Uploaded image for project: 'CiviCRM'
  1. CiviCRM
  2. CRM-21079

Datetime logs don't supports timezones

    Details

    • Type: Bug
    • Status: Done/Fixed
    • Priority: Major
    • Resolution: Fixed/Completed
    • Affects Version/s: 4.7.0
    • Fix Version/s: None
    • Component/s: Core CiviCRM
    • Labels:
    • Versioning Impact:
      Patch (backwards-compatible bug fixes)
    • Documentation Required?:
      None
    • Funding Source:
      Needs Funding
    • Verified?:
      No

      Description

      DON'T PANIC.

       

      MySQL supports several ways of tracking dates and times, such as DATETIME and TIMESTAMP columns. The differences are subtle. For many organizations which work within one timezone, they're even indistinguishable. But for other organizations spread across multiple timezones, confusing DATETIME and TIMESTAMP can lead to inaccurate or confusing data.

      Unfortunately, some unknown person working on Civi v1.x in the antiquity of the early 2000's made a mistake: they flagged a column as DATETIME when the more correct and maintainable choice would have been TIMESTAMP. (They may have had reasons – such as CRM-16431, a long-standing flaw in DB_DataObject which had prevented correct handling of TIMESTAMP}}s.) Then other people saw the precedent and emulated it. Eventually, a large number of fields were created as {{DATETIME when TIMESTAMP would have been more appropriate.

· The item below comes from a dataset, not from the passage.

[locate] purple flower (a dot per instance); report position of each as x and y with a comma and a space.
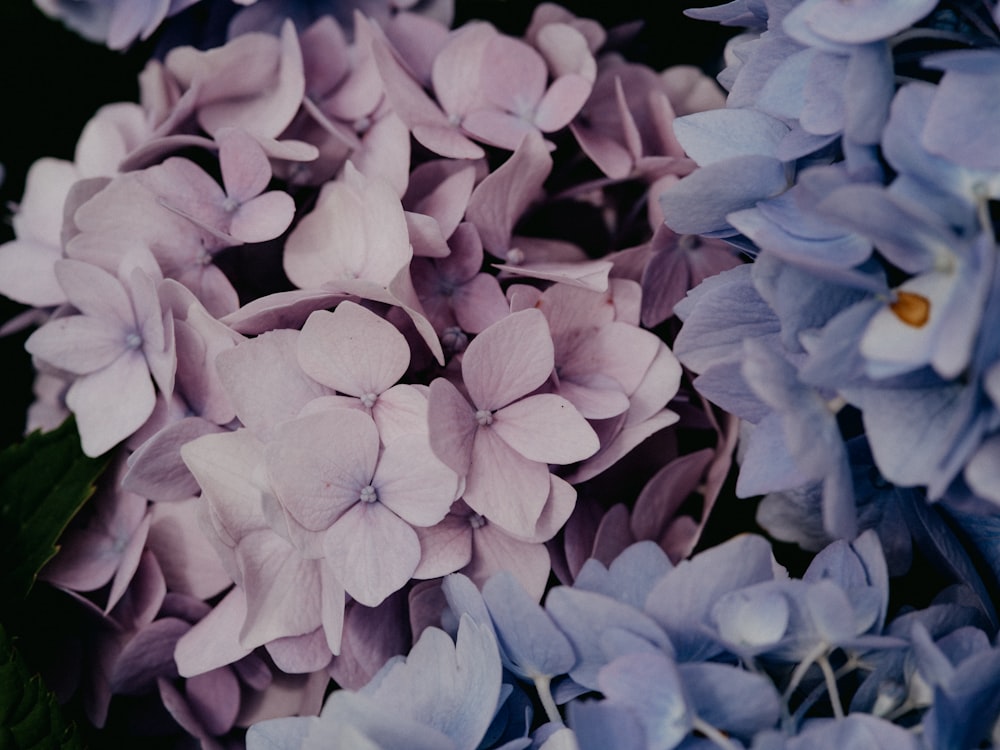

      For a demonstration of what happens when these are confused, see the discussion of "civicrm_log.modified_date" in https://github.com/civicrm/org.civicrm.doctorwhen/blob/master/doc/PROBLEM.md

      Risk Profile

      There's been some awareness and some trepidation about this problem. For example, CRM-9683 and CRM-18516 fixed incorrect DATETIME fields in the context of CiviMail and group/ACL caches. But even there, it took a long time for the fix to go into the mainstream repos – and (for CiviMail) the current fix only helps new installations. Why the slow uptake? A couple reasons:

      • The problem is obscure. Most users don't look critically at log datetimes. Moreover, your own datetimes always seem accurate (and so would datetimes involving all other people in your timezone). You only get a problem when looking at datetimes generated in a different timezone.
      • The timestamp/timezone problem-space has many edges – involving SQL schema, SQL configuration, PHP configuration, CMS conventions, CMS addons, user-preferences, each organization's geography, etc. It's hard for most people to keep it all straight.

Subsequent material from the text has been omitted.